Tuesday, February 15, 2005

Recruiting shenanegans 
Sounds like some Florida National Guard recruiter got caught misrepresenting the truth to high school students in St. Petersburg.

I've got a full-time recruiter who works trying to bring people into my unit. There's no doubt that the Guard is turning on the full-court press to step up recruiting and retention: Reenlistment bonuses have tripled, and recruiting/retention goals are receiving far more visibility when it comes to officer evaluation reports than I've ever seen in Florida (although it's still not as heavy-handed as in Kentucky, where it seems we spent more command and staff time discussing recruiting than we did training).

I've talked to my recruiter and others at length about what interests the kids today and what motivates them. I don't go down to meet with the kids or shepherd them through the recruiting process. But as a unit commander, it's MY recruiting and retention program, and my recruiter knows I intend to be straight with these kids, and that includes being very clear that there is a possibility they could be deployed overseas, to Iraq, to Afghanistan, Kosovo, or anywhere else the US Army has or will have a presence and a mission: and why would they want it any other way? Who wants to be part of a nondeployable, second-rate outfit?

Still, looking over the recruiting office and literature, my overwhelming sense is that the Guard is downplaying its involvement in Iraq. You walk in the recruiting office, and there's not one picture of the unit in Iraq, nor do any of the official-looking brochures I've seen contain photos of soldiers in action in Iraq or Afghanistan.

Everyone's wearing green.

I've seen one poster for Operation Enduring Freedom taken in Afghanistan, with the soldiers in DCUs, but I usually see that one around the units, not in the recruiters' offices.

Do I agree with the approach? Not really.
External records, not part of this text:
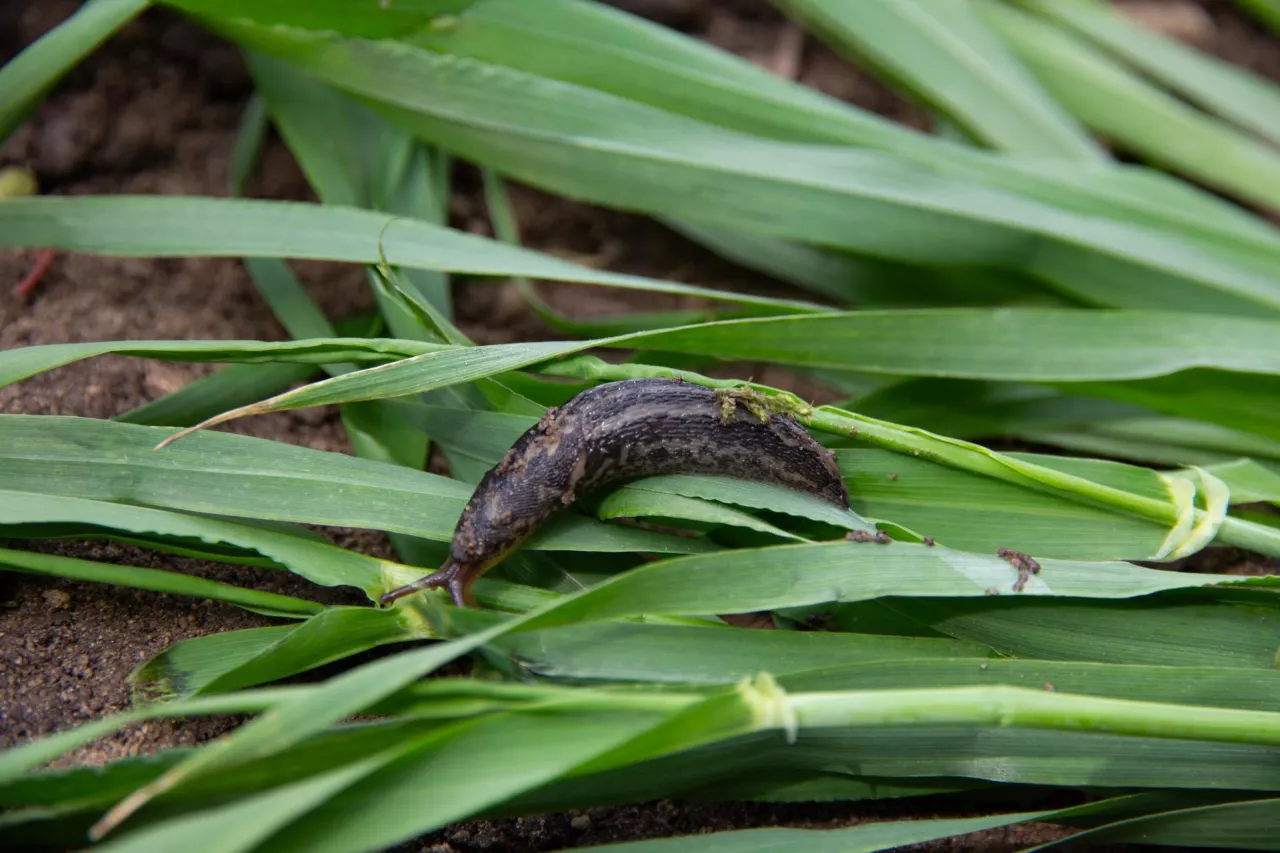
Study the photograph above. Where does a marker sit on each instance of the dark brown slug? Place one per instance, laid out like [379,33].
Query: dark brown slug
[618,430]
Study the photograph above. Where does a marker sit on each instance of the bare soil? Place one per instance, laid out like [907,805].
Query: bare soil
[155,110]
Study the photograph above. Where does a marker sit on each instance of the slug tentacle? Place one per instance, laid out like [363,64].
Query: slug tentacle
[621,430]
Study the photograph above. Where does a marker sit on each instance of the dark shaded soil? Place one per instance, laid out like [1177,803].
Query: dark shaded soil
[155,112]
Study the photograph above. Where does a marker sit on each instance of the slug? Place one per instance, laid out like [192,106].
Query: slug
[618,430]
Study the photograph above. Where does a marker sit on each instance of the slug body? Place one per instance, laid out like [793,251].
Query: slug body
[620,430]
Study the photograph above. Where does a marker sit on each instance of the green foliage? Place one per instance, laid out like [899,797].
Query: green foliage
[1016,283]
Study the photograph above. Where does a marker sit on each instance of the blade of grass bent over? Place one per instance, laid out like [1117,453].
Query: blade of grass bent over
[942,53]
[1136,114]
[158,580]
[667,165]
[1217,86]
[173,227]
[600,48]
[35,71]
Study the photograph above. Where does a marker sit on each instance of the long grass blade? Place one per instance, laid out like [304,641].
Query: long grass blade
[158,580]
[1229,90]
[35,71]
[942,53]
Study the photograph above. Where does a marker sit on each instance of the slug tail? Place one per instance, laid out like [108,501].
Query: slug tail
[453,575]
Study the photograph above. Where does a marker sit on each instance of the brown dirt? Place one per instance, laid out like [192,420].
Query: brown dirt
[155,112]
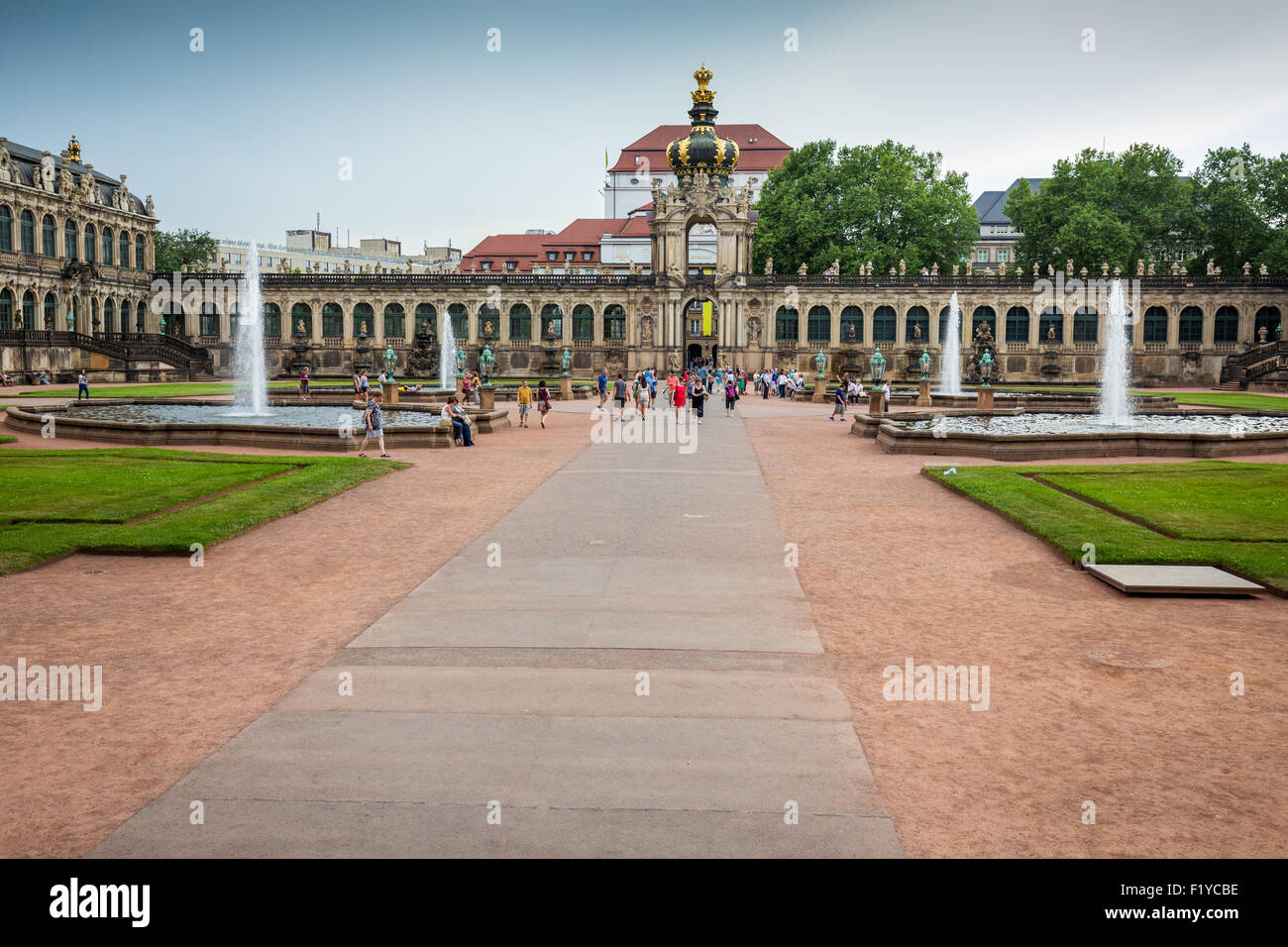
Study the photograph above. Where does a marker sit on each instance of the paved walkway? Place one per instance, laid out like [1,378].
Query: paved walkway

But I don't particularly disagree with it, either, as long as we're up front about disclosing that we are part of the Army and could be Federalized and deployed anywhere in the world by order of the President.

I'm not out there in the trenches, though, talking to the kids and their families. The recruiters are telling me that a lot of the time, the kids are receptive to deployment, and even willing. It's their parents who won't sign off.